Over the last few years I have had a ridiculous amount of conversations around deduplication. The benefits are abundant (up to 90% reduction in storage) and for the most part purchasing is a no brainer; can get rid of tapes, faster restore, limited to no impact on performance, etc…
One obstacle that tends to stand in the way however, is the cost of such a useful technology as an appliance can start around $30,000 and for a proper solution you would need two of them (primary and secondary.)
With that said, I did come across a open source option today, and if you are brave enough you can have your very own deduplication appliance with nothing more than some time and old server equipment!

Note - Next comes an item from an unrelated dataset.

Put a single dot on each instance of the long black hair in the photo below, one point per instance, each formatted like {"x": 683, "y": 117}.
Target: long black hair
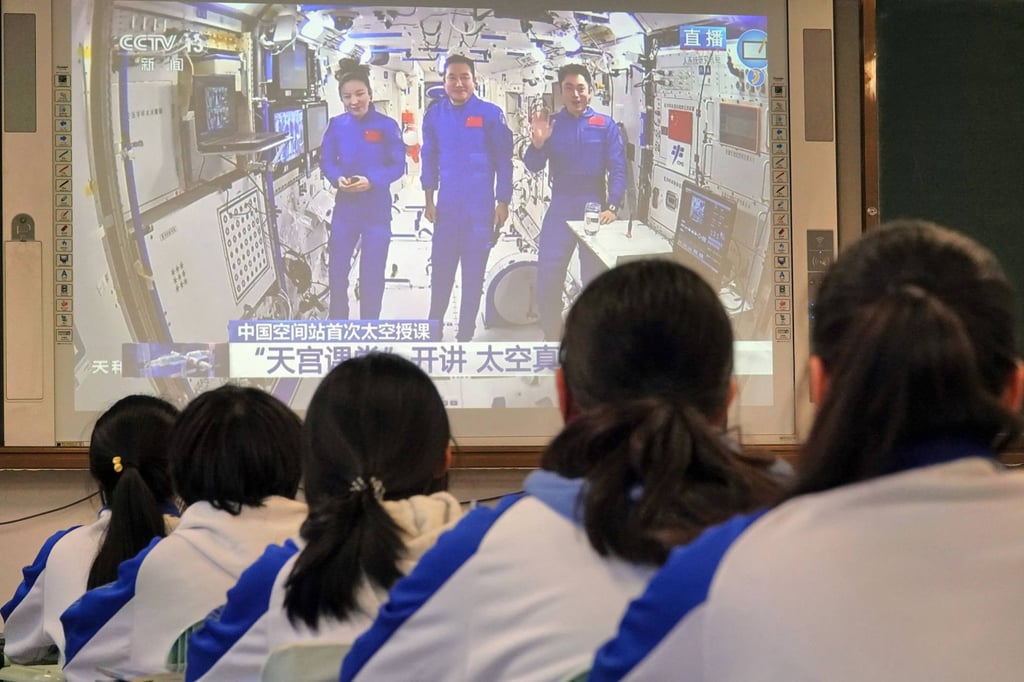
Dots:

I would note that this is “use at your own risk.” Data (in my humble opinion) is the most valuable asset of any company can have, and while the idea of a free solution is nice, I would not trust my tier 1 data (tier 2 as a matter a fact) with this till you have really, really tested it. Remember, there is no support numbers or anyone to call if something goes wrong. You are on your own!
What is it?
Opendedup makes a file-system call SDFS is not only free but does legitimate inline deduplication! Below is the highlights from the website:
- Cross Platform Support – Works on Linux or Windows.
- Reduced Storage Utilization – SDFS Deduplication can reduce storage utilization by up to 90%-95%
- Scalability – SDFS can dedup a Petabyte or more of data. Over 3TB per gig of memory at 128k chunk size.
- Speed – SDFS can perform deduplication/redup at line speed 290 MB/S+
- VMWare support – Work with vms – can dedup at 4k block sized. This is required to dedup Virtual Machines effectively
- Flexible storage – deduplicated data can be stored locally, on the network across multiple nodes, or in the cloud.
- Inline and Batch Mode deduplication – The file system can dedup inline or periodically based on needs. This can be changed on the fly
- File and Folder Snapshot support – Support for file or folder level snapshots.
The flexibility and performance looks good and it does support 128k, 64k, 32k, and 4k block sizes, not bad! Below are some of the graphs showing performance:
Set-up looks pretty basic and there is a pretty extensive administrator guide. One concern I d0 have is that it looks like the project may be slowing down, but the product still works as it is.
I say give it a try, its free!